Researchers at the Wake Forest University Center for Nanotechnology recently found that by coating their patented (and inexpensive) fiber-based solar cells with the red dye made from pokeberries, efficiency was increased . That’s because the dye acts as an absorber, helping the cell’s tiny fibers trap more sunlight and convert more power (nearly twice as much as conventional thin-film solar cells). Wake Forest’s fiber solar cells–currently being developed for the commercial market by their spin-off company, FiberCell, Inc.–are made from plastic fibers are stamped onto plastic sheets, with the same technology used to attach the tops of soft-drink cans. They’re then sprayed with an absorber–either a polymer or now, the less-expensive, homegrown option: purpe pokeberry dye.

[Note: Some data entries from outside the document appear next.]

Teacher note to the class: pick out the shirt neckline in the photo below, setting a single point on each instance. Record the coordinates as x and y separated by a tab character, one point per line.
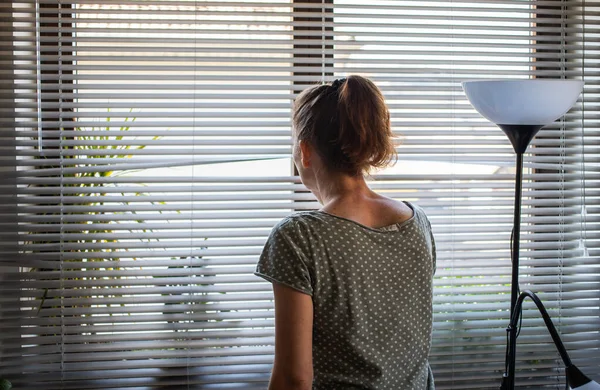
384	229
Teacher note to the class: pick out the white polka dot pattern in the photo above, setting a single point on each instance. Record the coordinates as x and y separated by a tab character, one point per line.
372	296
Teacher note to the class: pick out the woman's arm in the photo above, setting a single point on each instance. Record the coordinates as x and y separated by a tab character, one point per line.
292	369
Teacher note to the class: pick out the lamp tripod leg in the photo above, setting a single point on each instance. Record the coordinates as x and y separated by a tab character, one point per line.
508	379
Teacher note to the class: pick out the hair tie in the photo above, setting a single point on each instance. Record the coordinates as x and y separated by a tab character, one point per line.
338	83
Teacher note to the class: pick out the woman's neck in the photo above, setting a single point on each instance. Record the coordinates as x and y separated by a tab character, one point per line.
335	189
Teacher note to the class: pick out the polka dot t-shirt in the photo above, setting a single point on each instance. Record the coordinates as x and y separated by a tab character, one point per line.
371	292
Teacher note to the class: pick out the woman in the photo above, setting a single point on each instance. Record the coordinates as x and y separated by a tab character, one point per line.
352	281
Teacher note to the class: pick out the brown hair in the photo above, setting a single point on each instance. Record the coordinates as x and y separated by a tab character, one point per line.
348	124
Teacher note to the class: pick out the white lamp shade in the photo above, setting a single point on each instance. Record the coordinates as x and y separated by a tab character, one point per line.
522	102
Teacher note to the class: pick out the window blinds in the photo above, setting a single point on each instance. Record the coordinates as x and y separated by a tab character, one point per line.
145	158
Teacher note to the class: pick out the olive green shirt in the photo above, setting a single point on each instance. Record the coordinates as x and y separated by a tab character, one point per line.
372	296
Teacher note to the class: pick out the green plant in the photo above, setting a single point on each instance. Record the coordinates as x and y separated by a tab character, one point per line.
80	183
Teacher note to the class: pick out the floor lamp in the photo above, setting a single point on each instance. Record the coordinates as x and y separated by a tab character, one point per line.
521	108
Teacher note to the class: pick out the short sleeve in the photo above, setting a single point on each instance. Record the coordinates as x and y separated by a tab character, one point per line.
283	260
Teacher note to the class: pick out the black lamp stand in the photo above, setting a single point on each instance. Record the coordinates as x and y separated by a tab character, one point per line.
520	136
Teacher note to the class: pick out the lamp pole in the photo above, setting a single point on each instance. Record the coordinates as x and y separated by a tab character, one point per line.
520	136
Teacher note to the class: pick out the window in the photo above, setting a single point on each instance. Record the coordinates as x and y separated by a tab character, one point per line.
146	158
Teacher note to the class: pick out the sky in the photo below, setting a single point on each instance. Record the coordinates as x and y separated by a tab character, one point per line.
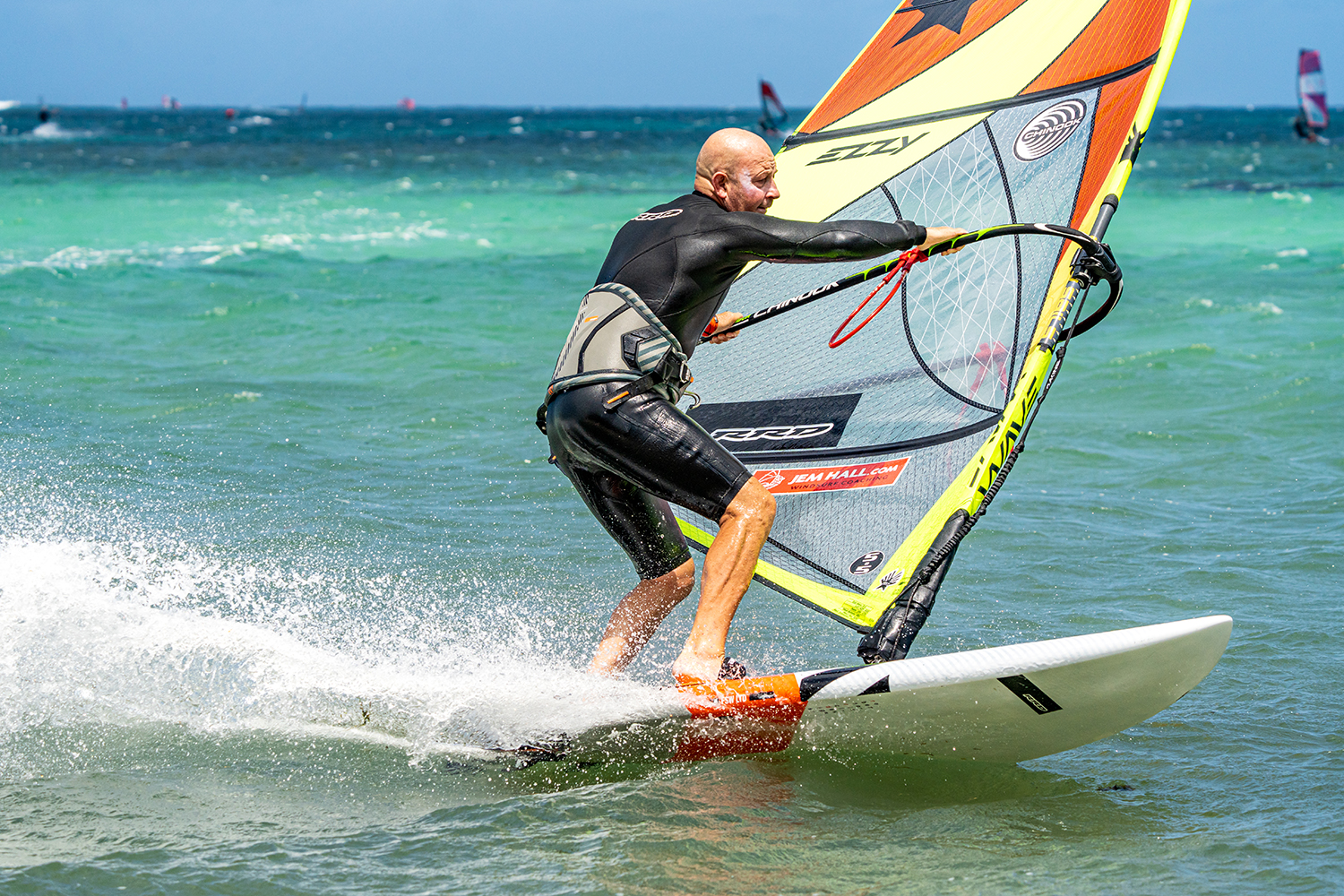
551	53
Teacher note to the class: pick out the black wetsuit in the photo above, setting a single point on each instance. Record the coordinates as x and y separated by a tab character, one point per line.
629	461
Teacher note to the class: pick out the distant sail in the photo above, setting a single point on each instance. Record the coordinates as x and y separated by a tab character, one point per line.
965	113
1311	90
773	115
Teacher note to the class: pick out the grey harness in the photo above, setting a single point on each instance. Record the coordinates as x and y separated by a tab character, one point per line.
617	339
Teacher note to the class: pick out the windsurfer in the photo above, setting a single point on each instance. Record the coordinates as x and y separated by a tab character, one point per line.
610	416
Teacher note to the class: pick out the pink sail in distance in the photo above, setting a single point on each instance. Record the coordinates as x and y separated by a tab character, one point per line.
1311	90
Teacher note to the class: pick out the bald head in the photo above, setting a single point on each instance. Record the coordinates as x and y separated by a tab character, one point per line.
736	168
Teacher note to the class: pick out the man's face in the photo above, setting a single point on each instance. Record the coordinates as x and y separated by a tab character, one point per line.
752	185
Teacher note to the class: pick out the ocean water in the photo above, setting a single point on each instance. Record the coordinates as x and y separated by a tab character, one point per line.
281	557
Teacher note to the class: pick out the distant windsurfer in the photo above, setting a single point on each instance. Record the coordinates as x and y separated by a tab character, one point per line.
1304	131
610	416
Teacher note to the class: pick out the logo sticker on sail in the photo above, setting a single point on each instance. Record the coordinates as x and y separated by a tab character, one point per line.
1048	131
892	579
890	145
773	433
867	563
831	478
779	426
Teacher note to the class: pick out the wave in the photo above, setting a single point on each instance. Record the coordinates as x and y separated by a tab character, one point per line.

The implications for light, flexible solar cells produced using a common manufacturing technology and sprayed with a cheap, widely available absorber are not lost on those developing them. According to David Carroll, Ph.D., the center’s director, they could easily be used in Africa, where residents could purchase the inexpensive fiber solar cells, then grow (and spray on) the absorber themselves. “They’re weeds,” Carroll said, in a statement, concerning purple pokeberries. “They grow on every continent but Antarctica.”